Dáil debates

Thursday, 23 April 2009

Social Welfare Bill 2009: Second Stage (Resumed)

 

1:00 am

Photo of Willie PenroseWillie Penrose (Longford-Westmeath, Labour)

This is an important debate. I share many of the sentiments expressed in the worthy statements of my colleagues, Deputies Shortall and Kathleen Lynch, to which I listened carefully.

There is a Victorian attitude to social welfare in this country, and that has been the case for many years. More money is spent on pursuing and supervising people to ensure that they do not work rather than on focusing efforts to ensure people get work and to provide adequate training in technological skills, construction and other trades so that people can get work. We must get rid of the Victorian attitude that is prevalent within Departments.

The Department of Social and Family Affairs is an excellent Department. The Minister's senior official, who is present, is an old sparring partner of mine for the past five years. He probably thought he had seen the last of me today but I have come back to haunt him. I acknowledge that he and other officials have been helpful to me since becoming spokesman for social and family affairs. The same is true of people working in offices throughout the country. They are only implementing the law and no blame to them for that. We need to change the law.

There is too much centralisation. One related example is from the health service. Medical card assessments is one area that could be transferred from the Department of Health and Children to the Department of Social and Family Affairs. They should be done locally. Those assessments are centralised now in Finglas in Deputy Shortall's constituency. However, people knew the circumstances in Mullingar, Athlone, Longford or wherever else. Community welfare officers, CWOs, knew the circumstances and with a quick visit could assess or analyse a person's priority for a medical card. Persons with cancer or other diseases should be sure they will get a medical card. Medical cards should be automatic for anybody suffering from cancer. Such people should not have to go through the additional burden or trauma of having to be assessed. I have always held that view and, if in Government, I would like to see such a scheme implemented.

I do not understand why services are centralised and taken away from the very people who have the expertise and who have dealt with people through the years. Decentralisation was supposed to be Government policy but it has been abandoned for medical card assessments. Now assessments will take months and people will have to wait a long time for an outcome. No expedition will be achieved. I do not see where the cost savings will occur as a result of centralising the assessment process. That is something the Minister can bring back for consideration.

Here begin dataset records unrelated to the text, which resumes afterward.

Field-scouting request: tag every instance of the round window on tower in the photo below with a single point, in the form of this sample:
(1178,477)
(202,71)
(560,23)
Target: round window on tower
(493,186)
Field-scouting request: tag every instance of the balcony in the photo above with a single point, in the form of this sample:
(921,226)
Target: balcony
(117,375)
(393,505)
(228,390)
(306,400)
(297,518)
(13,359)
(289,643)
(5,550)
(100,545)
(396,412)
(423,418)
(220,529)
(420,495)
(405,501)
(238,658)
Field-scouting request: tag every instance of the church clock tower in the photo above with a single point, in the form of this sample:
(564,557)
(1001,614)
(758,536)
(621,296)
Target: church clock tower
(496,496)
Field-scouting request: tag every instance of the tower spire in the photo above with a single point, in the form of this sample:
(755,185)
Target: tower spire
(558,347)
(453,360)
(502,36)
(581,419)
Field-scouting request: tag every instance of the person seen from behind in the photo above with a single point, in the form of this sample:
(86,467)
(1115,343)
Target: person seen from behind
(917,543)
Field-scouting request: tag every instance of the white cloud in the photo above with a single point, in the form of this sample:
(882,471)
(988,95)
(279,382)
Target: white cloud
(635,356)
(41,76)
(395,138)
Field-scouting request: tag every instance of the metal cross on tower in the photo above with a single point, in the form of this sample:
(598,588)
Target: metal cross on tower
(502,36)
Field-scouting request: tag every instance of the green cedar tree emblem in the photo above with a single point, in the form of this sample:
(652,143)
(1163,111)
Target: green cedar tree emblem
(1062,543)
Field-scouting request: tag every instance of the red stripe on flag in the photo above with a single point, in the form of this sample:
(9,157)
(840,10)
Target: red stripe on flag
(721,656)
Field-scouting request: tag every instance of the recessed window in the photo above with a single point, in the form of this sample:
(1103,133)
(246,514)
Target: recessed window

I fought vehemently the attempt to subsume CWOs within the Department of Social and Family Affairs. I note the regulation has not been enforced yet, but it should be thrown in the dustbin. CWOs have discretion and once they are subsumed within the Department they will be strangled with bureaucracy and red tape. They will not be in a position to make decisions. We often contact CWOs at weekends to ensure that those people who are less fortunate than ourselves and who are in need of temporary accommodation or money to secure the basic necessities for their families are looked after. Subsuming CWOs into the Department of Social and Family Affairs will do away with the very ethos that led the late Frank Cluskey to introduce the discretionary payment scheme, which is extremely important in this context. I hope in this difficult time for her that the Minister will throw that regulation into the bin and never take it out again.

The Minister indicated she wants an 8% reduction in the rent supplement. Most tenants have legal agreements with their landlords. Whatever about prospective tenants dealing with landlords, how are we going to protect existing tenants? Many of them are in a vulnerable position, suffer illnesses or are barely literate. Illiteracy is a big problem in this country and one has to be on the ground to realise that. What will happen to a person who may not be in a position to renegotiate? The landlord can say "Get lost Willie. You made your agreement and you are bound by its terms and conditions". What will happen when a person is told to get lost and they are put out? What body will undertake to ensure that people will be secure in their accommodation? How will the Minister provide security for them? An additional 1,000 rental accommodation scheme, RAS, places are no use. We would be building houses and providing employment for people. That was always a fundamental Labour Party ethos and policy. We would build houses and give labour-intensive employment and ensure social houses would be available to people rather than filling the pockets of landlords.

Cutting the dole is all very well for people under 20 if they have somewhere to go such as college or access to one of the schemes we advocated such as bridging the gap, the back to education allowance and the back to work allowance. We advocated that the qualifying periods for those schemes should be reduced. It would be great to enhance the eligibility for community employment schemes but what will happen if the young people do not have a place to go? Who will look after them? What does a 19-year old do with €100 if he or she has nowhere to go? It is very fine in theory and it would be laudable if ancillary services were available and people could seek the necessary retraining and skills to ensure they would get a job.